Dentists rely on a combination of hands-on tests instead. A bite test, where you bite down on a small stick or cushion placed on individual cusps, reproduces the sharp pain when pressure hits the cracked segment. Transillumination, which involves shining a bright light through the tooth, reveals cracks because light scatters at the fracture line instead of passing through evenly. Both methods are effective. In clinical evaluations, all teeth with cracked tooth symptoms tested positive on both the bite test and transillumination.
Your dentist may also use a dental explorer to feel for the crack line or apply dye that seeps into and highlights the fracture. Sometimes a crack only becomes visible after an old filling is removed.
Treatment Options and What to Expect
Treatment depends on how far the crack extends and whether the pulp is involved.
- Crown: If the crack hasn’t reached the pulp, placing a crown over the tooth can hold it together and prevent the crack from spreading. This is the most common treatment for a cracked tooth caught early.
- Root canal plus crown: If bacteria have already damaged the pulp, the infected tissue needs to be removed through a root canal before a crown is placed. This combination is the standard approach for cracked teeth with significant symptoms.
- Extraction: If the crack extends below the gum line or the tooth has split into segments, saving it usually isn’t possible. The tooth is removed and can be replaced with an implant or bridge.
Long-Term Survival Rates
Even with root canal treatment and a crown, a cracked tooth has a limited lifespan compared to an intact tooth. A retrospective study following cracked teeth for up to 15 years found a 66% survival rate at 10 years and 55% at 15 years. That means roughly one in three treated teeth will eventually be lost within a decade.

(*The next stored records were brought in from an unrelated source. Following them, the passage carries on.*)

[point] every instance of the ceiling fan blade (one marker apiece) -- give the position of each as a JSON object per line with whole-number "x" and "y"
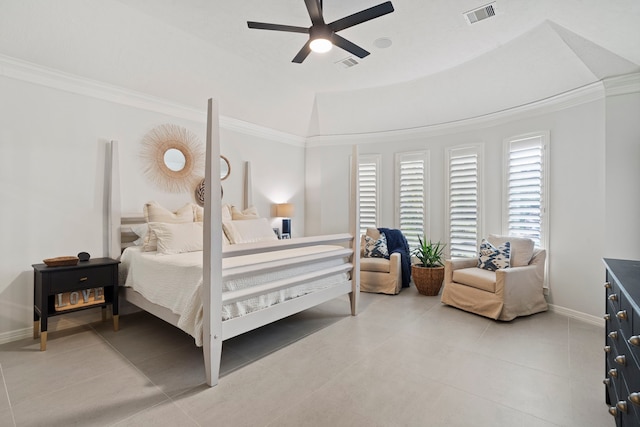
{"x": 315, "y": 13}
{"x": 345, "y": 44}
{"x": 362, "y": 16}
{"x": 277, "y": 27}
{"x": 304, "y": 52}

The single biggest predictor of whether a cracked tooth will last is the health of the gum and bone around it at the time of treatment. Teeth with healthy gum pockets (less than 4 millimeters deep) had a much better outlook: 76% survival at 10 years and 64% at 15 years. Teeth with deeper gum pockets, a sign that the crack or infection had already affected surrounding structures, faced two to three times the risk of failure. This is one of the clearest arguments for treating a cracked tooth sooner rather than later.
Common Causes and Prevention
Teeth crack for a handful of predictable reasons. Biting down on something unexpectedly hard, like an unpopped popcorn kernel, olive pit, or ice cube, is a classic trigger. Large existing fillings weaken the surrounding tooth structure and make cracks more likely. Age plays a role too, with most cracked teeth occurring in people over 40 as enamel gradually becomes more brittle.

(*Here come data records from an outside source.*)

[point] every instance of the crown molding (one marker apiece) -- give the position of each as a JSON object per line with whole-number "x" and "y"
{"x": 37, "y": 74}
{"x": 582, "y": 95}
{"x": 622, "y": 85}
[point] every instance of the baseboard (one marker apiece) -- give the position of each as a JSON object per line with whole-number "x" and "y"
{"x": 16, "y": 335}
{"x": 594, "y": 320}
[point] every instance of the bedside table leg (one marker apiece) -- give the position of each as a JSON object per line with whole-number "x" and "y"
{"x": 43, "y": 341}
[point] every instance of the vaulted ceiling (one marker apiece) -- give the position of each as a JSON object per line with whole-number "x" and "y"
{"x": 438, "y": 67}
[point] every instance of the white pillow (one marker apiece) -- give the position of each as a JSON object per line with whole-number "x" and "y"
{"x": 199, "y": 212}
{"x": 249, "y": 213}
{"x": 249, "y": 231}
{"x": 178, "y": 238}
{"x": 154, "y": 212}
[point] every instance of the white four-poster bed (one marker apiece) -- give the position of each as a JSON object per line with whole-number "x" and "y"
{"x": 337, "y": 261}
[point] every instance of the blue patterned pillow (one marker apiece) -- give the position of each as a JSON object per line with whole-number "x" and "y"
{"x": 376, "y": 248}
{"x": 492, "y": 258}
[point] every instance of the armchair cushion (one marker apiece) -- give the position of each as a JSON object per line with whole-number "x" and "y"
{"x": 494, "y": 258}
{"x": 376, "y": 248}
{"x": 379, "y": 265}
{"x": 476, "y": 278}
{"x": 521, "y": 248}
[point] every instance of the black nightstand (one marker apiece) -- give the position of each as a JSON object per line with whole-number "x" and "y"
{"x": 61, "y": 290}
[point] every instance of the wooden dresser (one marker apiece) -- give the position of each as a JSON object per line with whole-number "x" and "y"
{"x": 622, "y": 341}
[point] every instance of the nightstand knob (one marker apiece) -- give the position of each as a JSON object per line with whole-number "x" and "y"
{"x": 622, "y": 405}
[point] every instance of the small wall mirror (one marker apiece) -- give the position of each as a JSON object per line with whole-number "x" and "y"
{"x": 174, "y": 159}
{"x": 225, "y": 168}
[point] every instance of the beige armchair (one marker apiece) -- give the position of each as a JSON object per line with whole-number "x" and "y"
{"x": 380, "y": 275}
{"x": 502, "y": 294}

Grinding or clenching your teeth, especially during sleep, is one of the most significant risk factors. The repeated lateral forces placed on teeth during bruxism far exceed normal chewing pressure and can initiate or worsen cracks over time. If you grind, a custom night guard from your dentist creates a buffer that absorbs and distributes those forces. Over-the-counter versions offer some protection but fit less precisely.
For athletes, a sports mouthguard significantly reduces the risk of chipped, cracked, and knocked-out teeth during contact sports and high-fall-risk activities like biking or gymnastics. Avoiding chewing on ice, pen caps, and other hard objects removes another common source of fracture force.